If you're going to read this book, be aware there's a lot of sexual threat, which develops into sexual assault fairly regularly. Even with all of the violation content removed, it's not a read I could really enjoy, and I found myself skipping through the later bits. Which is a shame because there's some good clear description of living with neurodiversity that I could get into - if only it moved beyond victimhood, powerlessness and dissociated moments of vicarious revenge.
"The girls made breakfast. The men made plans." ~ there's a sort of constant sexism throughout, a binary in which new characters are introduced to keep the story moving but they're either bleak and powerless (female) or corrupt and rapey (male). It reads very like Elizabeth Moon's Vatta's War series in that sense ~ and as with Elizabeth Moon there's a sort of frustrated meta story there that the author's exploring and perhaps processing. So in a way it's a good book and should definitely have been written; it just makes for quite difficult reading.
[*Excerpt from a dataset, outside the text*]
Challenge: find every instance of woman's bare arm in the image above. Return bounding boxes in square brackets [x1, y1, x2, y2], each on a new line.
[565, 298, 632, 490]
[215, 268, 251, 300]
The narrative also jumps back and forth through flashbacks and back-story fill-ins so you risk losing track of the timeline, which adds to the sense of disconnection. If it was intentional to use both writing style and chronological structure to make the reader feel utterly bleak and depressed then it has worked very well. And certainly given the topic it's exploring (violation), it makes sense to convey dissociation, a very normal human response to trauma.
The writing generally struggles to engage, though. For example, page 62 of my copy introduces us to a scene with "Several different kinds of wine." ... full stop. Was it good wine? Bad wine? Do we care about the wine? Did the dusty labels suggest a collector, or trigger memories of a bygone era??!!?!! No; it's just some wine. There it is. There's this indifference, this numbness of description that pervades all things, the narration of someone looking through a telescope at a scene and describing it dispassionately.
On the plus side, the writing finds its voice as it goes, and the bleakness is intentional - why else base it in the desolate landscape of a planet on the edge of a galaxy? So perhaps the author has achieved what they intended.
If you want to feel bleak and you dislike men (and women) then this may be the book for you.